The logging library is built on top of our arduino-printf library While some printf calls are included within the logging library to support an echo-to-console feature, the library is primarily included for other functions which can be leveraged to build a flexible logger.
Capabilities
This primary goal of the library is to allow the same logging interface to be used with multiple implementations. This is achieved through the Strategy Pattern. Users are able to define their own logging strategies specific to their system.
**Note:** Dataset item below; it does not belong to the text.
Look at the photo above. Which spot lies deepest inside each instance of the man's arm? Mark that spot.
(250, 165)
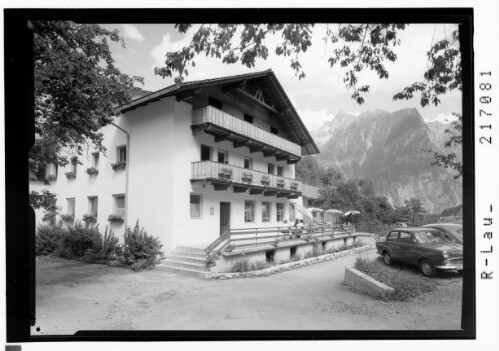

A variety of example logging strategies are also provided:
- Circular Buffer Logger
- AVR-compatible Circular Buffer Logger
- SD File Logger (single file)
- SD File Logger (with log file rotation)
These strategies can be used directly, or they can be used as a starting point for implementing your own custom strategy.
The library supports additional features:
- Echo to console
- Compile-time removal of log statements (when macros are used)
- Run-time filtering of log level
- Customizable log message formatting
- Global enable/disable of logging
- Helper class which enforces a single global logger
- Macros that work with the global logger (and enable compile-time removal of log statements)
- Ability to declare multiple loggers and use them independently
Development Log
We documented the process of developing this library. We hope it serves as a useful example of how customer requirements are turned into source code and how the design evolves in response to customer feedback.
- Building a printf Library for Arduino (a precursor to the logging library)
- Building a Flexible Logging Library for Arduino, Part 1
- Building a Flexible Logging Library for Arduino, Part 2
- Building a Flexible Logging Library for Arduino, Part 3
- Building a Flexible Logging Library for Arduino, Part 4
- Building a Flexible Logging Library for Arduino, Part 5
Finding the Library
The arduino-logger library is released under the MIT license on GitHub. You can find it in the Arduino library manager, or you can clone the repository directly via:
git clone https://github.com/embeddedartistry/arduino-logger.git
Documentation and example sketches showing use of the library are provided within the repository.